[Photo : Hydro-Québec]
BLOGUE. Les sociétés minières paieront le juste prix pour leur électricité, disait le gouvernement du Québec, au lendemain des inquiétudes publiques de Jacques Parizeau. On ne veut pas faire trop de sémantique, mais alors que s'amorcent les travaux pour le prolongement de la route 167 jusqu'aux Monts Otish, ce n'est toujours pas très clair.
Dans son étude de faisabilité pour une première mine de diamants au Québec, Stornoway table sur une alimentation en électricité à partir de génératrices au diesel. Selon l'hypothèse opérationnelle retenue, ces génératrices lui coûteraient un peu plus de 26 cents le kilowattheure.
SUIVRE SUR TWITTER: F_POULIOT
Voilà cependant que l'entreprise est à mener une autre étude sur la possibilité de construire une ligne d'électricité qui partirait de Laforge-1 et grimperait jusqu'aux Monts Otish.
Financière Banque Nationale calcule que si une telle ligne devait lui coûter 100 M$ en immobilisations, la valeur de la mine de Stornoway grimperait de 13%. Si elle devait coûter 150 M$, la hausse serait de près de 4%. À 200 M$, il vaudrait mieux oublier tout cela et rester avec les génératrices au diesel.
Fort bien, dîtes-vous, l'État ne subventionne pas l'électricité de la minière.
Pas exactement. Le calcul repose sur la construction de la ligne, mais prend pour acquis que l'électricité vendue, le serait au prix du tarif L, celui consenti aux entreprises qui consomment beaucoup d'énergie. Or, le tarif L, est à 0,03$ le kilowattheure. À titre comparatif, en excluant le transport (1,50 cent), le coût du dernier barrage d'Hydro, La Romaine, est autour de 5 à 7 cents (on penche personnellement vers le 7 cents).
Pour chaque dollar reçu de la nouvelle mine, Hydro-Québec perdrait donc 2,30$. Pas exactement un scénario où l'on qualifierait l'argent reçu de "juste prix".
Une nuance
Avant de porter Hydro et le gouvernement à la croix, une nuance.
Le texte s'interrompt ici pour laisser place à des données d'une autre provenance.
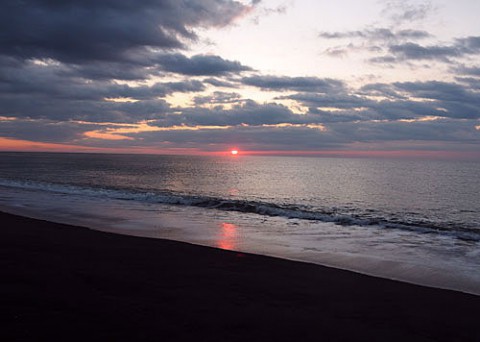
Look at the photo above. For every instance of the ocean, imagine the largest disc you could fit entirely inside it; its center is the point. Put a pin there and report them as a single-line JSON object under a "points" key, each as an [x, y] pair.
{"points": [[411, 220]]}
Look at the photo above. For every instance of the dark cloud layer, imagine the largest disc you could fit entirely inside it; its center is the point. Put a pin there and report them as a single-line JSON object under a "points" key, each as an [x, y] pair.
{"points": [[82, 31]]}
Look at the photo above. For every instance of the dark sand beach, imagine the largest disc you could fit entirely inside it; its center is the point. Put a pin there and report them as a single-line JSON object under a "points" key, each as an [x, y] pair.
{"points": [[64, 283]]}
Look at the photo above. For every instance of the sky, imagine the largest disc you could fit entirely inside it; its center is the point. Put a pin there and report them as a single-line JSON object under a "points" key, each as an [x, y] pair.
{"points": [[346, 77]]}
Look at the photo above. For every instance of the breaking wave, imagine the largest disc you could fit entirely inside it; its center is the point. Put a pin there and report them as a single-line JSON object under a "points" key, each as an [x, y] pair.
{"points": [[300, 212]]}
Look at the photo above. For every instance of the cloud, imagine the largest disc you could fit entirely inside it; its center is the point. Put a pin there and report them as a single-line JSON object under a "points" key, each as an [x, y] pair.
{"points": [[377, 34], [407, 11], [200, 65], [307, 84], [79, 32]]}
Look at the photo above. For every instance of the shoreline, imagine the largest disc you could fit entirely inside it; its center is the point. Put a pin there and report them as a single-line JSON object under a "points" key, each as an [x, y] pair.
{"points": [[67, 282]]}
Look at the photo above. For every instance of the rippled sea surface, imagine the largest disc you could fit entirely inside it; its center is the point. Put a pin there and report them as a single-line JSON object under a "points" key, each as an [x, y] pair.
{"points": [[355, 213]]}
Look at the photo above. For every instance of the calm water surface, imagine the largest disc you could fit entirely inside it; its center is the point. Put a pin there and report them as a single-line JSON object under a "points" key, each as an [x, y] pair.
{"points": [[337, 211]]}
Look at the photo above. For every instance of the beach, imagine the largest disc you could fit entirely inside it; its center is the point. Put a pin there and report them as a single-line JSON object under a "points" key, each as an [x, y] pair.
{"points": [[62, 282]]}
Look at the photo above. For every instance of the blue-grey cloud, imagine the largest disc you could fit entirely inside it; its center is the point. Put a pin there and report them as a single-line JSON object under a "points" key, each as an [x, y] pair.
{"points": [[377, 34], [78, 31], [199, 65]]}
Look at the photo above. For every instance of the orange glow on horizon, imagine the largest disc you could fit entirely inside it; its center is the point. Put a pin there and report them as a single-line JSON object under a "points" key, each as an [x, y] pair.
{"points": [[227, 236]]}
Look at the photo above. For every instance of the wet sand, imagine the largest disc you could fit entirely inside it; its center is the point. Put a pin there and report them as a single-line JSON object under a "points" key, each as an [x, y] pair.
{"points": [[65, 283]]}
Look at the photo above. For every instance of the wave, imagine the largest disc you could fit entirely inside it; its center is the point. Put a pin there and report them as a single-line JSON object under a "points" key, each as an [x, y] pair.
{"points": [[300, 212]]}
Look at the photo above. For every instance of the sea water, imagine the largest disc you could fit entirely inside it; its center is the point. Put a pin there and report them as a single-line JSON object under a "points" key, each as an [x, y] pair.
{"points": [[410, 220]]}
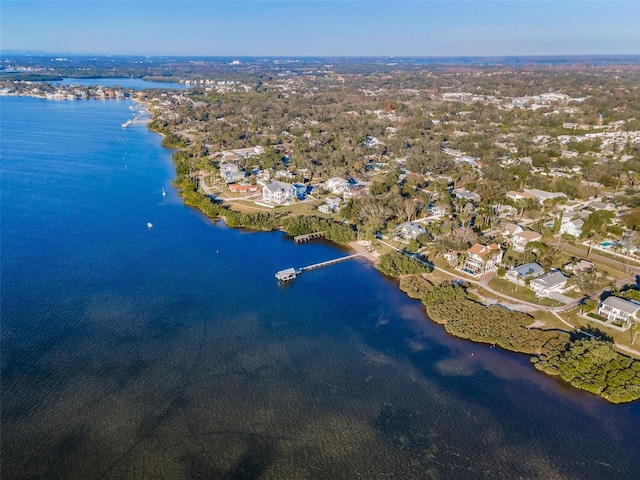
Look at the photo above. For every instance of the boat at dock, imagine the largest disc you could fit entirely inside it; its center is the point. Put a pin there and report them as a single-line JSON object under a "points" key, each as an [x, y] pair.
{"points": [[287, 274]]}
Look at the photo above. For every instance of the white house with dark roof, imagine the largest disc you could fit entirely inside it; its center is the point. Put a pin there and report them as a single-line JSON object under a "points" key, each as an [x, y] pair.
{"points": [[278, 193], [619, 310], [548, 284], [482, 260], [511, 229], [337, 185], [572, 227], [523, 272], [519, 240], [542, 195], [410, 230]]}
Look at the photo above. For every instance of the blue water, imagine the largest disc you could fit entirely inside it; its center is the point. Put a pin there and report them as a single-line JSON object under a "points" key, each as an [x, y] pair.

Il faut savoir qu'Hydro fait actuellement face à d'importants surplus qui pourraient s'étaler sur une dizaine d'années. Obtenir pour 3 cents d'électricité dans un barrage est peut-être meilleur que d'y laisser dormir un potentiel et ne rien obtenir du tout. Il n'est en effet pas très clair quelles sont ses options de revente sur le marché de l'exportation. Après trois trimestres en 2011, la société d'État indique que ses ventes à l'extérieur sont en moyenne survenues à 5,2 cents le kilowattheure, mais les volumes d'électricité exportés ont reculé.
Ce que l'on souhaiterait
Il devient impératif qu'Hydro-Québec précise au public sa lecture du marché des exportations et sa stratégie pour les prochaines années.
Si l'option exportation devait apparaitre plus lucrative, et que le tarif L était accordé à Stornoway, on se trouverait alors à réellement subventionner les diamants du Québec.
Une politique qui serait difficilement justifiable.
Parce que le projet envoie déjà un signal de rentabilité. Et surtout parce qu'il est temps de cesser de faire reposer notre stratégie industrielle sur un avantage artificiel qui aura une fin. Dans 30 ans, l'entente de Churchill Falls sera terminée et toute cette industrie que l'on tient actuellement en place par de bas tarifs ne pourra plus être maintenue (nos coûts d'approvisionnement explosant).
Tant qu'à construire pour la génération de demain, construisons sur les vrais coûts.